Très rapidement Robert de Molesme le prit comme secrétaire  et Albéric qui avait toute confiance en Etienne Harding , le désigna prieur.
Au décès d'Albéric en 1109, il fut élu abbé de la communauté. Très bon organisateur, Etienne  influencera l'esprit  de l'abbaye en mélant droit et vie spirituelle d'une façon très intelligente.
Quinze ans après la fondation de Citeaux, Etienne harding accueillait Bernard de Fontaines, accompagnait de sa famille et de gentilhommes, soit trente personnes.
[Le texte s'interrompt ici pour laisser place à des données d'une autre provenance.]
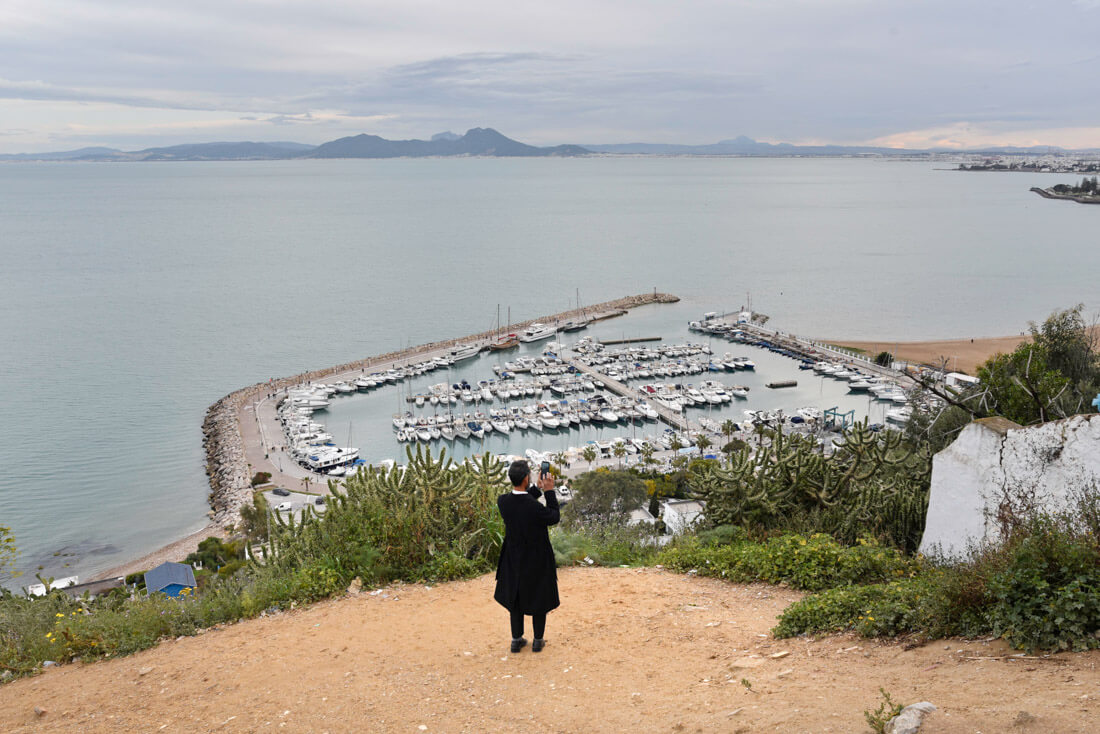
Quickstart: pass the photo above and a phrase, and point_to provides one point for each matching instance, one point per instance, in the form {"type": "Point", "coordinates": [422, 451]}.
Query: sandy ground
{"type": "Point", "coordinates": [958, 354]}
{"type": "Point", "coordinates": [628, 650]}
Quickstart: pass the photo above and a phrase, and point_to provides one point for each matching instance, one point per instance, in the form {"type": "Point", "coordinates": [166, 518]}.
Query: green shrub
{"type": "Point", "coordinates": [623, 545]}
{"type": "Point", "coordinates": [879, 718]}
{"type": "Point", "coordinates": [881, 610]}
{"type": "Point", "coordinates": [1047, 594]}
{"type": "Point", "coordinates": [723, 535]}
{"type": "Point", "coordinates": [811, 562]}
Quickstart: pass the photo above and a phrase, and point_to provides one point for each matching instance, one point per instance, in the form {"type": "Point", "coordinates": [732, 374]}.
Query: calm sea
{"type": "Point", "coordinates": [134, 295]}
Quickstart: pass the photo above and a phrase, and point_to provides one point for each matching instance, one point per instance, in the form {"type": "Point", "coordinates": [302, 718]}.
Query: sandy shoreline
{"type": "Point", "coordinates": [957, 354]}
{"type": "Point", "coordinates": [239, 446]}
{"type": "Point", "coordinates": [174, 551]}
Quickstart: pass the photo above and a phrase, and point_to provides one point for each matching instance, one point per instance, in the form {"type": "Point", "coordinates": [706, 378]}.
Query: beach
{"type": "Point", "coordinates": [955, 354]}
{"type": "Point", "coordinates": [176, 550]}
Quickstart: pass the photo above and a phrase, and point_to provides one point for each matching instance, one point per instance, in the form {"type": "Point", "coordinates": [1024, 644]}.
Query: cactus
{"type": "Point", "coordinates": [872, 484]}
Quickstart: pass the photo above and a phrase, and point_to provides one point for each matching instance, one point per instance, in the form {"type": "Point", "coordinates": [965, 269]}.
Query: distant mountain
{"type": "Point", "coordinates": [743, 145]}
{"type": "Point", "coordinates": [62, 155]}
{"type": "Point", "coordinates": [477, 141]}
{"type": "Point", "coordinates": [747, 146]}
{"type": "Point", "coordinates": [246, 151]}
{"type": "Point", "coordinates": [486, 141]}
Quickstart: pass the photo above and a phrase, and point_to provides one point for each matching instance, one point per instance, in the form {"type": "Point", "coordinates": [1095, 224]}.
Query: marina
{"type": "Point", "coordinates": [235, 319]}
{"type": "Point", "coordinates": [557, 397]}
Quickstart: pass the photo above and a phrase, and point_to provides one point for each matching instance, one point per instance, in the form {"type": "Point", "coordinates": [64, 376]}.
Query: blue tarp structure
{"type": "Point", "coordinates": [169, 579]}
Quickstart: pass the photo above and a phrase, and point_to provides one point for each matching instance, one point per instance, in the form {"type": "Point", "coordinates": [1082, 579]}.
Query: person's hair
{"type": "Point", "coordinates": [518, 472]}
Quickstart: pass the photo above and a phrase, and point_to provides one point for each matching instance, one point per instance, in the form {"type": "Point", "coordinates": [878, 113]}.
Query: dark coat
{"type": "Point", "coordinates": [526, 574]}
En 1112,  il fut nécessaire de créer de nouveaux monastères tellement  l'influence des deux hommes étaient grandes et suscitaient de nombreuses vocations. Ce fut La Ferté puis Pontigny, Clairvaux et Morimond en moins de deux ans.
Pour installer ces nouvelles abbayes, ils choisissaient  outre le paysage souvent  grandiose, un  ancien lieu de culte, la présence de l'eau et  l'indispensable forêt pour s'isoler du monde et méditer mais aussi pour avoir à demeure le bois nécessaire à la vie de tous les jours. L'enseignement de saint Benoit  était respecté  : austérité dans le vêtement et la nourriture tout en rejetant le luxe exagéré sur le plan liturgique,  incitant   dans ce domaine à se servir d'ustensiles et de vêtements non précieux .

 Le changement était net et même Hugues de Bourgogne, bienfaiteur de l'ordre devra se plier pour ne plus venir comme bon lui semble avec sa cour pour tenir une asemblée dans  le monastère.

Peu à peu la règle va se  codifier par une législation  appelée "La Charte de Charité et d'unanimité" qui inspira  par la suite  de nouvelles congrégations . Livres  des usages monastiques, décisions capitulaires, livres liturgiques  identiques vont assurer l'unité entre toutes les abbayes  apportant une force nouvelle  de rayonnement.